Functional divergence of duplications
To assess the correlation between different duplication mechanisms and the functional divergence among duplicated genes within kinase families, gene expression sets from various developmental stages and tissues were obtained from Genevestigator (https://www.genevestigator.com/gv/) and the coexpression of genes was estimated by Pearson correlation for all pairs of genes in the kinase phylogeny. The coexpression values were organized as heat maps in which the ordering of the columns corresponded to hierarchical clustering of genes according to their coexpression and the rows were reordered according to the phylogeny and phylogenetic topology for all kinase subfamilies (Additional file 5). In general, ordering of the rows based on phylogeny disrupted clusters of coexpressed genes.For most kinase families, co-expression clusters were lost once phylogenetic information was included in the expression heat map (e.g. LRR_8B family, Figure 4A). However, in some cases, the heat maps revealed interesting patterns of preservation of coexpression clusters within phylogenetic groups. For example, expression patterns corresponding to the LRR_3 subfamily revealed conservation of expression patterns also when rows were ordered according to the phylogenetic topology. For the RLCK_9 subfamily, we observed duplicated genes with conserved as well as diverse expression. In the cluster of LRR_8B subfamily there were high frequencies of proximal duplications, while coexpressed LRR_3 genes particularly originated from segmental duplication events. In the RLCK_9 family we observed a high degree of transposed duplications originating from the same ancestral gene (Figure 4B). The coexpression analysis suggests that proximal duplications were particularly associated with functional diversification, and segmental duplication events showed a tendency for conservation of expression patterns.
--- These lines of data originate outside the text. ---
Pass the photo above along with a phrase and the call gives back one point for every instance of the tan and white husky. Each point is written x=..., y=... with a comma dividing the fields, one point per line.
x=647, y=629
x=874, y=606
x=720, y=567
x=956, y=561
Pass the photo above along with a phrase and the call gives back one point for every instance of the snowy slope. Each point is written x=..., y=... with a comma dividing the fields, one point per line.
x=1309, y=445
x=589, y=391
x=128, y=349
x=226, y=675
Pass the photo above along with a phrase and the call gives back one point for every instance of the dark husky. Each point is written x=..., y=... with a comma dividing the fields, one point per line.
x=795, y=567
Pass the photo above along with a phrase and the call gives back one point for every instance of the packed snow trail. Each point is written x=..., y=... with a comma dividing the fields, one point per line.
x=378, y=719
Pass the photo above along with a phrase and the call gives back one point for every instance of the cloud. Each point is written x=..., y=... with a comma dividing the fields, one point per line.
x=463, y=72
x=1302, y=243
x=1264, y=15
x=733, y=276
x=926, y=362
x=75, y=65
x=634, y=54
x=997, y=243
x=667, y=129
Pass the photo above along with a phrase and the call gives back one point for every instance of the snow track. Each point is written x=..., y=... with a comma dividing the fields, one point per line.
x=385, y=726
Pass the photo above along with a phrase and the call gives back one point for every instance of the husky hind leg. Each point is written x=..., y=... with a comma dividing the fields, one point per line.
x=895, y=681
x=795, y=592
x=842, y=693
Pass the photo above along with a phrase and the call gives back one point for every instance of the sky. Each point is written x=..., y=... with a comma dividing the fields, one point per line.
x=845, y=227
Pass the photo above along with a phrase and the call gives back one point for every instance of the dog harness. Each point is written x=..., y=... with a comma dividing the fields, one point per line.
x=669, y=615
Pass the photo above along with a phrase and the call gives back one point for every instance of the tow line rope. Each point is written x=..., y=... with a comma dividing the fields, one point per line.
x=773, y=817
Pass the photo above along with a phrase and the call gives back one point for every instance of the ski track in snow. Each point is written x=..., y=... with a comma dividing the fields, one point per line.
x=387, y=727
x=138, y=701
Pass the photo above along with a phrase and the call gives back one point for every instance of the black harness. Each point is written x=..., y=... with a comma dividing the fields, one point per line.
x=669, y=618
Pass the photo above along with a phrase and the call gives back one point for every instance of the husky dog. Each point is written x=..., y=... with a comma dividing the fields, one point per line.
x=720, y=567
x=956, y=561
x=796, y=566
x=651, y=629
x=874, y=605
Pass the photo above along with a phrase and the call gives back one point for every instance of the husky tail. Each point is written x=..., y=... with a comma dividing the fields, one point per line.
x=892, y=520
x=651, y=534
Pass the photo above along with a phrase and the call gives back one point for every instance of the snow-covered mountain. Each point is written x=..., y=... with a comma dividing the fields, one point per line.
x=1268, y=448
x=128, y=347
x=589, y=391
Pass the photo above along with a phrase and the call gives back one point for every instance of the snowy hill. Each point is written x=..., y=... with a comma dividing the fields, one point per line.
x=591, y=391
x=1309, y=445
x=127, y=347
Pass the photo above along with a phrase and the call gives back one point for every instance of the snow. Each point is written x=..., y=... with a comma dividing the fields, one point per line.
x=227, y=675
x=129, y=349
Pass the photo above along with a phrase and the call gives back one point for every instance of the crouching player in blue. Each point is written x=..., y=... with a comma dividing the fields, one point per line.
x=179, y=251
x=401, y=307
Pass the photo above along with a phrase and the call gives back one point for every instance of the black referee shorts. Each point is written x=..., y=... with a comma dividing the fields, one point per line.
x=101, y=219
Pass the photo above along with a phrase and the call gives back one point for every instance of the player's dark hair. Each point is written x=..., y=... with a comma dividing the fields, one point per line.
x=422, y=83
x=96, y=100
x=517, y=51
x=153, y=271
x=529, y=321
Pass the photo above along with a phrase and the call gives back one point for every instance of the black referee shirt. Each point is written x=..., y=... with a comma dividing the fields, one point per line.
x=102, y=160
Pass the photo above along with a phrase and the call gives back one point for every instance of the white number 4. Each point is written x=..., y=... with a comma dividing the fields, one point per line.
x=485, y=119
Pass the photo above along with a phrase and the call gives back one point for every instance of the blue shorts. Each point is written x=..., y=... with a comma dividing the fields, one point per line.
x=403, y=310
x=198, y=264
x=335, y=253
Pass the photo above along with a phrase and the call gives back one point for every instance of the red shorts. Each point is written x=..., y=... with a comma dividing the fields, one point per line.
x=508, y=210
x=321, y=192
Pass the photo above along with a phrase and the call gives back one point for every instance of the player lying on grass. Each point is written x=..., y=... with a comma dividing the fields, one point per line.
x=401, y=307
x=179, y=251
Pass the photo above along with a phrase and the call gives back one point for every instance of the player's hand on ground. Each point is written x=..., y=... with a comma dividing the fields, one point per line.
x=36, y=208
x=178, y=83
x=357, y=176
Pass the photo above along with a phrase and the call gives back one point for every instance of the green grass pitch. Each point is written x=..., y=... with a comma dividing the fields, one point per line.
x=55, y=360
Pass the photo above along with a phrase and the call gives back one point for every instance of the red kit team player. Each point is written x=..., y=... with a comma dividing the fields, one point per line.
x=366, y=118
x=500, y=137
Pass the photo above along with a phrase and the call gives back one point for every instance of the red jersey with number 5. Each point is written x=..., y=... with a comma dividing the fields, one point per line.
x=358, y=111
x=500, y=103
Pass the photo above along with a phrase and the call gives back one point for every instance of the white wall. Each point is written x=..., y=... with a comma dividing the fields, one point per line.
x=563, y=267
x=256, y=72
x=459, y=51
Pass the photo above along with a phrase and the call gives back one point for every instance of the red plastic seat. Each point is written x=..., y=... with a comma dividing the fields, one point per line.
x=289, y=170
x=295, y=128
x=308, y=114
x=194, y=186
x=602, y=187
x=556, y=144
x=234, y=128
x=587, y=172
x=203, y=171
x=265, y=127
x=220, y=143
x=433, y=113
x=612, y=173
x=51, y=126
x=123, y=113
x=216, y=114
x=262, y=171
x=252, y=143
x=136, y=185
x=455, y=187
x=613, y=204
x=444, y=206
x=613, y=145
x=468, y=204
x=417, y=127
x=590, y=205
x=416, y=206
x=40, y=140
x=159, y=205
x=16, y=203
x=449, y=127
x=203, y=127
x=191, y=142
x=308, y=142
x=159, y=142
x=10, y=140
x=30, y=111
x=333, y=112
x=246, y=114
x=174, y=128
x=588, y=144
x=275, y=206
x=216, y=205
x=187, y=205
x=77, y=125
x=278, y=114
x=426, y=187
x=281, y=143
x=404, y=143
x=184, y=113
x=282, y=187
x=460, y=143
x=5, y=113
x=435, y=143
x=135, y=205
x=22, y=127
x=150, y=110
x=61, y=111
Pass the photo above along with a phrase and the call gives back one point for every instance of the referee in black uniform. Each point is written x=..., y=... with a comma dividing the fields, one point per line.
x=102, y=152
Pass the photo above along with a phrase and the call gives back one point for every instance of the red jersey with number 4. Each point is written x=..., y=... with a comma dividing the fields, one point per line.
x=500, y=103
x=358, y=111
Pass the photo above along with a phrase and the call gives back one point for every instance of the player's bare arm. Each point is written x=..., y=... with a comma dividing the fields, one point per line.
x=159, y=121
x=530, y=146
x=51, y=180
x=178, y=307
To assess the significance of protein kinases functional diversification in context of whole plant functions, we studied the distribution of phenotypes from loss-of-function kinase mutants . Currently, about 2,400 genes with detectable loss-of-function phenotypes in Arabidopsis were identified, among them 76 kinases represented in our phylogeny. Thus, kinases constitute 3.25% of all genes with detectable loss-of-function phenotype. Overall, 45% of these kinases show a conditional phenotype, 29% a morphological 18% a lethal, and 8% a biochemical phenotype (Additional file 6). Most of these phenotypes were described for soluble kinases (soluble kinases: 11.5%; receptor kinases: 5.7%), particularly calcium-dependent kinases, all three SnRK-families, AGC kinases as well as six of 48 kinases without family annotation. The loss-of-function mutants in kinases were generally significantly enriched for essential phenotypes (p = 0.020, Fisher’s Exact Test), cellular and biochemical phenotypes (p < 0.001, Fisher’s Exact Test) as well as for conditional phenotypes (p = 0.002, Fisher’s Exact Test) compared to loss-of-function mutants in non-kinase genes. There was no enrichment for morphological phenotypes among the kinase mutants. Kinases with essential phenotypes were observed to contain a high proportion of dispersed duplications (p = 0.031), while kinases resulting in morphological loss-of-function phenotypes were particularly enriched for segmental duplications (p = 6.48E-95), supporting the tendency for functional diversification for dispersed duplications and functional conservation in segmental duplications.
Kinases within the cellular interaction network
For 243 kinases analysed here, interaction partners are known from the Arabidopsis interactome AI1 . In this network, some MAP-kinases, some members of the RLK superfamily and the AGC-kinase PDK1 (AT5G04510) had a particularly large number of interaction partners. The average degree (number of interactions) in this network of all protein kinases was 4.7. The protein kinases with degree higher than 20, thus having 20 or more interaction partners, were receptor kinase BRL2 (AT2G10950) with degree 64, followed by CDKA;1 (AT3G48750) with degree 43 and kinases CPK4 (AT4G09570), CIPK24 (AT5G35410), SnRK1.2 (AT3G29160), CPK11 (AT1G35670) and MAP-kinase MPK3 (AT3G45640) with degrees of 33, 33, 29, 24, and 20 (Figure 5). These kinases clearly were hub proteins with high degree separating and connecting individual functional subnetworks. For example, BRL2 interacted with a high number of proteins involved in hormone metabolism, CIPK24 had a high number of interactors with transport functions, while transcription factors or proteins of nutrient and sugar physiology were over-represented among the interactors of MPK3 and SnRK1.2, respectively. In general, most of these hub kinases displayed a conditional loss-of-function phenotype (Additional file 6), with exception of CDKA1 which has an essential phenotype, and BRL2 with a morphological phenotype. Furthermore, most of the hub kinases were not derived from duplication events, with the exception of BRL2 and MPK3 (dispersed duplication) and CDK (segmental duplication). Degree distribution for the protein kinases was highest for singletons (7) and for kinases without assigned genome duplications (5.3), and it was found lower than average for proteins with tandem (3.5) and proximal duplications (1.5). In yeast, there were early notions that network hubs showed a tendency for accumulation of essential phenotypes , but this finding was blurred with emergence of larger data sets . In the whole Arabidopsis genome, although single gene copies had a tendency for more frequently displaying an essential phenotype, there was no general relationship between single copy genes and high degree in interaction networks . However, this analysis was never broken down to functional categories. Although kinases were in fact under-represented among all the single copy genes in Arabidopsis , in our study these seemed to be of central role in the plant interaction network.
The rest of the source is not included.